P is for Plumaria

 Lots of folks are familiar with Hawaiian leis, but not as many are familiar with the Plumeria plant that produces these flowers. We have one of these plants that we keep on the patio in the summer and the greenhouse in the winter. It was a gift from one of the other Daylily Society members (see we all do things besides grow daylilies).

Plumeria have widely spaced, thick succulent  branches with thin grey bark and a milky sap.  Like of lots of sap producing plants, it can irritate the eyes and cause dermatitis for folks that have sensitive skin. It's leaves are elongated in shape and are held in clusters near the branch tips.

The flowers come in a variety of colors including pink, red, white, and yellow, or pastel bicolors and smell amazing.  They are pollinated at night, so their fragrance is at it's nest in the evening, but they smell good anytime of day.

If pollinated, a flower of the species can produce a hard, leathery looking, two-horned seed pod that is about 8 inches long with pointed ends.

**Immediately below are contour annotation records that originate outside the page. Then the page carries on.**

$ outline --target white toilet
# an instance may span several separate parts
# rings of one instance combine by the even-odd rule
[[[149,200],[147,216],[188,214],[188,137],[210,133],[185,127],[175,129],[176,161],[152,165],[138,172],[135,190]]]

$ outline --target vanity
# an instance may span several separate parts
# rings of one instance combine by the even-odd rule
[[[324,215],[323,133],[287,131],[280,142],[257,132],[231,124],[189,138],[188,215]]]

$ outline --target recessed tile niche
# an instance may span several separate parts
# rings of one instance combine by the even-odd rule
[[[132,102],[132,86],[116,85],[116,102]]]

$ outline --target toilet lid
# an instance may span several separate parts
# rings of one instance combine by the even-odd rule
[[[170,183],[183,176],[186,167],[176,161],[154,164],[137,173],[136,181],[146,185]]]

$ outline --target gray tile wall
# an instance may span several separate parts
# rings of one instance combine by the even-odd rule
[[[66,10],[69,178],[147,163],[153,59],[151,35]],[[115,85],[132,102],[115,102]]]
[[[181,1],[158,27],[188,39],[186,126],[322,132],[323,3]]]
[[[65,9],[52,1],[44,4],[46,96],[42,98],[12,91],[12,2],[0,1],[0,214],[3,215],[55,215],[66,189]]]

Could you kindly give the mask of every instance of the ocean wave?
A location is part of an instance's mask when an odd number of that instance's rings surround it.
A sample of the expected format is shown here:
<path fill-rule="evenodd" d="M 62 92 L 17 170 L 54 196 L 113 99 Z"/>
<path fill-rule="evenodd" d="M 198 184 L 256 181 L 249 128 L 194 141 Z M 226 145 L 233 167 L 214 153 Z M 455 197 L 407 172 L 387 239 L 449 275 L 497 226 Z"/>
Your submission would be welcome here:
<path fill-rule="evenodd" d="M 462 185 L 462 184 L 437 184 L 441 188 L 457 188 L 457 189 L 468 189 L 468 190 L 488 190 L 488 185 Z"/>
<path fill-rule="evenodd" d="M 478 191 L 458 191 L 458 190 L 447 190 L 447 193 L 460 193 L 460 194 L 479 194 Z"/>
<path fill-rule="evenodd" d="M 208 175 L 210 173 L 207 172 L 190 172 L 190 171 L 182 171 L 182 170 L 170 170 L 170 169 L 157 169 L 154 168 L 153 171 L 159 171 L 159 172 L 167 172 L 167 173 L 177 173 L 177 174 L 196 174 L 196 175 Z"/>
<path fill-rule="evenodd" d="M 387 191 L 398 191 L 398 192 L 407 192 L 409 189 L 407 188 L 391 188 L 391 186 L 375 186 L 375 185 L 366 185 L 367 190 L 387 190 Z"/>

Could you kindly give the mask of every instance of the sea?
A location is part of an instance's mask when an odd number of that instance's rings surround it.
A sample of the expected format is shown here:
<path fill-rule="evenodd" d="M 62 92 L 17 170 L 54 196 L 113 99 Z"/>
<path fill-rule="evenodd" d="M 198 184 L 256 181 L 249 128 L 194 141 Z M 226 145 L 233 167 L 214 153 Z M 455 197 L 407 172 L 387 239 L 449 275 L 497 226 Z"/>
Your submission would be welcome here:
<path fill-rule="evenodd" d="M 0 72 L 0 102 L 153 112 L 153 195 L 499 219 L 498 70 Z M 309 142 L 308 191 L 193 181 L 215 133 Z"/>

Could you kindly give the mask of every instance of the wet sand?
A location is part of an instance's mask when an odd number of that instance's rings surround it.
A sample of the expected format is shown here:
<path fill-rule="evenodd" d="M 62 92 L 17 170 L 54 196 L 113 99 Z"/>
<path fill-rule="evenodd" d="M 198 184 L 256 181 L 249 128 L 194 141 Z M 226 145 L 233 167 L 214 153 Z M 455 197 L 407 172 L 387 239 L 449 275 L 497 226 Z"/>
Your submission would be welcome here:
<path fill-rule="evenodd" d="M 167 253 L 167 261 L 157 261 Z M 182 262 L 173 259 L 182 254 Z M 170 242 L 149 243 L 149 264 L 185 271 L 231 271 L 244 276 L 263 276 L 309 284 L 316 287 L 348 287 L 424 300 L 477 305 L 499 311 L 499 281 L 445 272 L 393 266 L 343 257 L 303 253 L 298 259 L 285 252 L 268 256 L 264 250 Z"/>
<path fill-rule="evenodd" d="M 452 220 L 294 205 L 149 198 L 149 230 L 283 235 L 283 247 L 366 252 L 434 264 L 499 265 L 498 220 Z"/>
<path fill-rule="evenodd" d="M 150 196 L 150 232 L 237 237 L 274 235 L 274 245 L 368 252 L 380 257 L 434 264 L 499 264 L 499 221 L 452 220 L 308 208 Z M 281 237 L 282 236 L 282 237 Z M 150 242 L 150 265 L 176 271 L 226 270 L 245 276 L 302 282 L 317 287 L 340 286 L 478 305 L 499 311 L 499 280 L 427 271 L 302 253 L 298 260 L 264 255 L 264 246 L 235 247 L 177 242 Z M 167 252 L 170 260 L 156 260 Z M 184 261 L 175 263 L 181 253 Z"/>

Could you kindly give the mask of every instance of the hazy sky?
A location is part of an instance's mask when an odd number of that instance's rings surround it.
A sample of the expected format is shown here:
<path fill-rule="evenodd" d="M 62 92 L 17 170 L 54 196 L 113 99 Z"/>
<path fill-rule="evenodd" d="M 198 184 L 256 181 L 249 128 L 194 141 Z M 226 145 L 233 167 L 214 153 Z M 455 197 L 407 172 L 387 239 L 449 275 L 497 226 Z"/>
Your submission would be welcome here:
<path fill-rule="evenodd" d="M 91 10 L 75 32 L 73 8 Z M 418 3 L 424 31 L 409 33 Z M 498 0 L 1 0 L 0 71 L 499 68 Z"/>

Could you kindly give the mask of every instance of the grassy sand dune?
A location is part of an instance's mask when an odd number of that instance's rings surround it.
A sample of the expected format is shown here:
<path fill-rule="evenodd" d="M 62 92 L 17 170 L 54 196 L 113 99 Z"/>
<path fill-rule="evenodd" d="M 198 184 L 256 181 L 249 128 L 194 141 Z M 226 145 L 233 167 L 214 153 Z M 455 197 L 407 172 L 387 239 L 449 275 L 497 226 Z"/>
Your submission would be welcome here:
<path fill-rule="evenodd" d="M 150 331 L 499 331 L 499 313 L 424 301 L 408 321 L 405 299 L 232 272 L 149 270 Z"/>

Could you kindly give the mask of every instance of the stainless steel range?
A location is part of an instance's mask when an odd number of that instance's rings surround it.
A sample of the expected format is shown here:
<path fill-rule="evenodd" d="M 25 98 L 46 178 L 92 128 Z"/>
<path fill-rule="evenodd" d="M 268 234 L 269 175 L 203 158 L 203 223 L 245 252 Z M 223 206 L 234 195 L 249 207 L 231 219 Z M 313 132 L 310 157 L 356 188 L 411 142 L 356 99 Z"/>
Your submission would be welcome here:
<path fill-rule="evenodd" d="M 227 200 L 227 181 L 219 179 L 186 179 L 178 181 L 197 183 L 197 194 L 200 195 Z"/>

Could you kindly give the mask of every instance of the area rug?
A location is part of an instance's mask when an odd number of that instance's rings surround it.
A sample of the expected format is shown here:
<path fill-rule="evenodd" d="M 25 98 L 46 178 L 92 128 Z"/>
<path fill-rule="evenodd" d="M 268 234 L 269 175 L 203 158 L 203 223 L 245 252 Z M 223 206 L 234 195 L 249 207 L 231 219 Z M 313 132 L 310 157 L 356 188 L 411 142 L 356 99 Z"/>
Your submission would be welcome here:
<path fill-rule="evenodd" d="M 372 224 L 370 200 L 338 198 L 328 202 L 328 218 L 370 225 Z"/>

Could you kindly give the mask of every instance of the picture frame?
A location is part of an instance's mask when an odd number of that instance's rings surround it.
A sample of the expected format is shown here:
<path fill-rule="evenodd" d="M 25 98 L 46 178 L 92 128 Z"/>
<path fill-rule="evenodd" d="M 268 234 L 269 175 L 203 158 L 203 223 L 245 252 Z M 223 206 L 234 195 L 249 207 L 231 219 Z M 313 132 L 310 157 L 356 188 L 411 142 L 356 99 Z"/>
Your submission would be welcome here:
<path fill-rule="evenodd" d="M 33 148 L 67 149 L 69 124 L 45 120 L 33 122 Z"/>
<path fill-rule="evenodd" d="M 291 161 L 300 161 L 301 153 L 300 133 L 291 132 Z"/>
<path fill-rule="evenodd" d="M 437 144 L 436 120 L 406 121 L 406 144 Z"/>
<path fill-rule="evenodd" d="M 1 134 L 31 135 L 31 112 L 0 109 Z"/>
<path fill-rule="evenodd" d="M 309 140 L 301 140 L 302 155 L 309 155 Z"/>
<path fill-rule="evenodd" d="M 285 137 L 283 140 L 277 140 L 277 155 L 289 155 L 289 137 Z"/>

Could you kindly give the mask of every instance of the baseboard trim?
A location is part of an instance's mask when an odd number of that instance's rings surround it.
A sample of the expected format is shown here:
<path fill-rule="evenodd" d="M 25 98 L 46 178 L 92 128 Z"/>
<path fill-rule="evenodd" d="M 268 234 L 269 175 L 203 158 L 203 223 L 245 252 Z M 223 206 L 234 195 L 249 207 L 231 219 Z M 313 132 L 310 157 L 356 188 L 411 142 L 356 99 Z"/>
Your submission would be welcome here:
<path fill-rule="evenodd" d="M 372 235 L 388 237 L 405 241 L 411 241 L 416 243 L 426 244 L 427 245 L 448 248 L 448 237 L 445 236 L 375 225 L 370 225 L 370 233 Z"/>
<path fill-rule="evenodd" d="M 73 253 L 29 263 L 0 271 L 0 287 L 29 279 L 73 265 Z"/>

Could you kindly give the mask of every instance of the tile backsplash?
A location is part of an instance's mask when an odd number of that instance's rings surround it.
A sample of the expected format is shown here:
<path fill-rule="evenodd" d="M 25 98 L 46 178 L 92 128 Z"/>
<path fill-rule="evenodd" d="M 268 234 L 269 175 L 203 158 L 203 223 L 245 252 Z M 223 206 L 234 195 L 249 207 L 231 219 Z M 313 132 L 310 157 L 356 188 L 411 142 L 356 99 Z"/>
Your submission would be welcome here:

When mature, they split along the length of the pod to release the 20-60 winged seeds, usually in early spring.  Ours did not release its seeds in the spring, it decided to go a different direction.  When I checked on them recently, they had finally opened.  I gathered up a bunch of the seeds and I need to do a little research on how to grow them.

Plumeria are  propagated from seed or stem cuttings.  Like many plants the only way to maintain named selections or cultivars is to use the cutting method as these plants will not come true from seed. A stem cutting is a 12-18 inch cuttings of leafless stem tips taken in the spring.  Once cut, you need to allow the cut end to dry before planting in well-drained soil. It will take one to three years for cuttings to bloom, and three or more years for plants grown from seed.

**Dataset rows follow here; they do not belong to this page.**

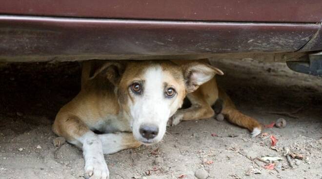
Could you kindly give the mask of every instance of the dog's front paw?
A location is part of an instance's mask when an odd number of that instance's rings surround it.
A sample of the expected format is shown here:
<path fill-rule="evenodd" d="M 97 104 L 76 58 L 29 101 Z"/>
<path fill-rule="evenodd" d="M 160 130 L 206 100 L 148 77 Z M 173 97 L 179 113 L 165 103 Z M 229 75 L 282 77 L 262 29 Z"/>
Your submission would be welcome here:
<path fill-rule="evenodd" d="M 109 179 L 109 172 L 105 160 L 94 158 L 86 161 L 84 178 L 86 179 Z"/>
<path fill-rule="evenodd" d="M 171 117 L 171 126 L 178 125 L 183 118 L 183 114 L 177 112 Z"/>

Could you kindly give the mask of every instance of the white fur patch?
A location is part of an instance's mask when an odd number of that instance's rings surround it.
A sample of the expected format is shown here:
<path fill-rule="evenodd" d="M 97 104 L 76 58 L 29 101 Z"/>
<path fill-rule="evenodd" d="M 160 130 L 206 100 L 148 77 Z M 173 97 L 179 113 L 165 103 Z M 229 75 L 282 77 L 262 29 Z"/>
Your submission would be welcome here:
<path fill-rule="evenodd" d="M 165 133 L 166 123 L 178 107 L 178 100 L 167 98 L 164 94 L 165 84 L 169 85 L 170 80 L 160 66 L 150 67 L 142 76 L 144 81 L 142 93 L 134 95 L 135 104 L 130 106 L 130 113 L 133 119 L 133 136 L 143 143 L 155 143 L 160 141 Z M 143 138 L 139 132 L 141 125 L 157 126 L 159 133 L 154 139 Z"/>
<path fill-rule="evenodd" d="M 90 131 L 80 139 L 83 144 L 85 173 L 93 176 L 91 178 L 109 179 L 109 172 L 103 155 L 101 142 L 98 135 Z"/>
<path fill-rule="evenodd" d="M 262 132 L 262 130 L 261 129 L 258 128 L 258 127 L 255 127 L 253 129 L 253 131 L 252 132 L 252 137 L 255 137 L 259 135 L 261 132 Z"/>

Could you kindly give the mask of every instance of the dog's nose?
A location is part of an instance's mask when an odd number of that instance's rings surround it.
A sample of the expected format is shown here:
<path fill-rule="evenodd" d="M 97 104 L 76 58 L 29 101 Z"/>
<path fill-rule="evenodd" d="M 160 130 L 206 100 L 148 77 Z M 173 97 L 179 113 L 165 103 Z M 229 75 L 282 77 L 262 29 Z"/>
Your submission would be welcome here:
<path fill-rule="evenodd" d="M 159 127 L 154 125 L 142 125 L 140 128 L 140 133 L 146 139 L 153 139 L 158 135 Z"/>

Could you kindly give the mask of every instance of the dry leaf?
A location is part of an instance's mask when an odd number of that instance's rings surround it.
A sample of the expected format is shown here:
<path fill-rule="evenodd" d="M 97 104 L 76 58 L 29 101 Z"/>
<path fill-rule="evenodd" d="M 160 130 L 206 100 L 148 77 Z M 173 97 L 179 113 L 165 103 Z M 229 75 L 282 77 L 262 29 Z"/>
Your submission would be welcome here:
<path fill-rule="evenodd" d="M 214 163 L 214 161 L 207 161 L 205 162 L 204 163 L 209 165 L 210 164 Z"/>
<path fill-rule="evenodd" d="M 271 140 L 272 140 L 272 143 L 271 144 L 271 146 L 275 146 L 276 145 L 276 143 L 277 143 L 277 139 L 276 138 L 272 135 L 270 137 Z"/>
<path fill-rule="evenodd" d="M 267 170 L 273 170 L 275 167 L 275 163 L 270 163 L 267 165 L 264 166 L 264 168 Z"/>
<path fill-rule="evenodd" d="M 274 125 L 275 125 L 275 122 L 273 122 L 269 125 L 265 125 L 265 128 L 273 128 Z"/>

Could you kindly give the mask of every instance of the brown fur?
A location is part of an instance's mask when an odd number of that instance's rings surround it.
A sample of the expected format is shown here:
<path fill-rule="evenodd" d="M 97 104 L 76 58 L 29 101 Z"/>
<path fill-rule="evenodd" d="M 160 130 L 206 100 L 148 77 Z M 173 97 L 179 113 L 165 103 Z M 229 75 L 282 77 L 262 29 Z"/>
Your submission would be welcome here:
<path fill-rule="evenodd" d="M 174 62 L 185 65 L 192 62 L 198 62 L 209 64 L 207 60 L 173 60 Z M 234 103 L 226 93 L 218 88 L 216 78 L 214 77 L 202 85 L 194 92 L 188 94 L 187 97 L 192 106 L 187 109 L 178 110 L 175 115 L 182 115 L 182 121 L 189 121 L 209 118 L 215 115 L 212 108 L 216 101 L 222 100 L 222 109 L 221 112 L 230 122 L 252 132 L 255 127 L 262 129 L 262 125 L 255 119 L 242 113 L 237 110 Z"/>

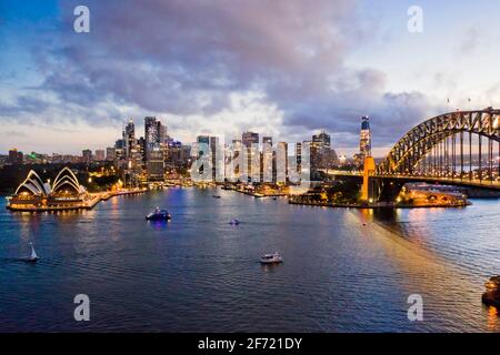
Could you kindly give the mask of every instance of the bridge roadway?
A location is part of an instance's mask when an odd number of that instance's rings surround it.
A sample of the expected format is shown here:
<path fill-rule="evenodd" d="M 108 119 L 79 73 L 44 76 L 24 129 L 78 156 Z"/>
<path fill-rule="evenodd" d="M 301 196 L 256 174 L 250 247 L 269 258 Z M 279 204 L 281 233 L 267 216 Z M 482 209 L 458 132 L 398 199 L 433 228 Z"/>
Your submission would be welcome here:
<path fill-rule="evenodd" d="M 350 172 L 350 171 L 328 171 L 327 173 L 330 176 L 359 176 L 363 178 L 362 172 Z M 488 190 L 497 190 L 500 191 L 500 181 L 489 181 L 489 180 L 479 180 L 479 179 L 460 179 L 460 178 L 438 178 L 438 176 L 418 176 L 418 175 L 403 175 L 403 174 L 370 174 L 370 179 L 387 179 L 387 180 L 403 180 L 408 182 L 430 182 L 430 183 L 442 183 L 449 185 L 458 185 L 458 186 L 469 186 L 469 187 L 480 187 Z"/>

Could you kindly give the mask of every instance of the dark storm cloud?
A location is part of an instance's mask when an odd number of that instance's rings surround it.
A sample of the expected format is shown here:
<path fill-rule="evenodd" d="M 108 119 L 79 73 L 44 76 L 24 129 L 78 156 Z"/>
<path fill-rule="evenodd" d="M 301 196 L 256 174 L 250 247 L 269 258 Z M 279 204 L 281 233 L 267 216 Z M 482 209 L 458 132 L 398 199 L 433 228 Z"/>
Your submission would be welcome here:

They aren't particularly fussy assuming you have a plan for the cold weather months.  We bring ours into the greenhouse, but in warmer climates they can stay out all year.  Once night temperatures start reaching the 40's your Plumeria will need to be brought in.  Plumeria need full sun, warm temperatures, and appropriate moisture to thrive. They need well-drained soil that doesn’t dry out and doesn’t remain soggy, otherwise they may rot.

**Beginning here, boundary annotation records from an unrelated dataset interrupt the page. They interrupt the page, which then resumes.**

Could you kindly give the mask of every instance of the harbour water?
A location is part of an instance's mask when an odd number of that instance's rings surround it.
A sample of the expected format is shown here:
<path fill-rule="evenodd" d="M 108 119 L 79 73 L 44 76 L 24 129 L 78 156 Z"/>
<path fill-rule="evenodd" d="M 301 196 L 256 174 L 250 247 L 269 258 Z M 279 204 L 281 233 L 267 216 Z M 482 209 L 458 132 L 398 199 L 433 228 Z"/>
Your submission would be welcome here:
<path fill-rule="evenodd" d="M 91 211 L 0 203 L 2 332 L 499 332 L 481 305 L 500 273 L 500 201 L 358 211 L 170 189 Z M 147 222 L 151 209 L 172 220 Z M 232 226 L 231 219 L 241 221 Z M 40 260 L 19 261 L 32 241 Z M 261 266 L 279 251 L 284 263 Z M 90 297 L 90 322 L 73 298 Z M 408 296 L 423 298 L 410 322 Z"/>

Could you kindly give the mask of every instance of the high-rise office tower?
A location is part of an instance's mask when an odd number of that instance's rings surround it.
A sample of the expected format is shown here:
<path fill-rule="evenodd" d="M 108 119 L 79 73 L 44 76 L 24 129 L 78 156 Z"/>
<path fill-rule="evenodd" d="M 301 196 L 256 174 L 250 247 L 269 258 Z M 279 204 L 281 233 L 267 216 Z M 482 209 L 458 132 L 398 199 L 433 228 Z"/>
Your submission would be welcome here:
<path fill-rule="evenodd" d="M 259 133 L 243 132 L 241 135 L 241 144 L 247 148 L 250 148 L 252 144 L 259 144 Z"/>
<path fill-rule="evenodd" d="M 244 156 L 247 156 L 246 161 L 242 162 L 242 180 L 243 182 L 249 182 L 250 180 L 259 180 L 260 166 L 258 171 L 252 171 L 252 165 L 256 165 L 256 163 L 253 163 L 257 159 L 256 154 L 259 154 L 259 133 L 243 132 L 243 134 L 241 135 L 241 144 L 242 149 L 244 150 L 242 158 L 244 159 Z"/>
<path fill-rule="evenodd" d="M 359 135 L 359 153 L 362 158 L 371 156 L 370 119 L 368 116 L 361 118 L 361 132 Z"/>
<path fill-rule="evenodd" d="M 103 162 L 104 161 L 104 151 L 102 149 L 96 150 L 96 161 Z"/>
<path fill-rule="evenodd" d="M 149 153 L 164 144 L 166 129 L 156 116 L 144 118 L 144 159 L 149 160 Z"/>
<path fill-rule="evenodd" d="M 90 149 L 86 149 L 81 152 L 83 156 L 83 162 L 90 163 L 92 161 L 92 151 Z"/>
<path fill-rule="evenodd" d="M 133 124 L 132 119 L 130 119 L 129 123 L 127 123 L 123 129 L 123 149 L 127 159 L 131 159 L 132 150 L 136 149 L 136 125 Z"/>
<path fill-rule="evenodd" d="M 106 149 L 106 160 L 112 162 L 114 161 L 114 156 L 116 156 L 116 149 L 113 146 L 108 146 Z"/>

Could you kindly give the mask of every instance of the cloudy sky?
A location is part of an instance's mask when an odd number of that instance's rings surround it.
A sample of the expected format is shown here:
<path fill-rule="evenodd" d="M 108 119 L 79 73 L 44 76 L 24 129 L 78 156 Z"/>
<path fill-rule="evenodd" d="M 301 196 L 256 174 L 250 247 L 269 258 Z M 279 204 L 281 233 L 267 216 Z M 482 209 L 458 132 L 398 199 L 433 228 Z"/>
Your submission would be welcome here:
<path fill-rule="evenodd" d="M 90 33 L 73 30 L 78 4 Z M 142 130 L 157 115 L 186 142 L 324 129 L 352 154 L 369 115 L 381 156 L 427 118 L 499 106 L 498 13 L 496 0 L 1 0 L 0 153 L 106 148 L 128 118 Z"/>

I'm really excited to try to germinate the seeds from this plant.  While they won't look the same as this one, I'm almost more excited to see how they look!


  1. It's beautiful! I've tried and failed to grow Plumerias a few times. I've got one in a pot now but it's probably not getting enough sun - or water.

    1. We killed one in New York, but this one seems to be doing well. Now I need to try to germinate the seeds I collected from ours.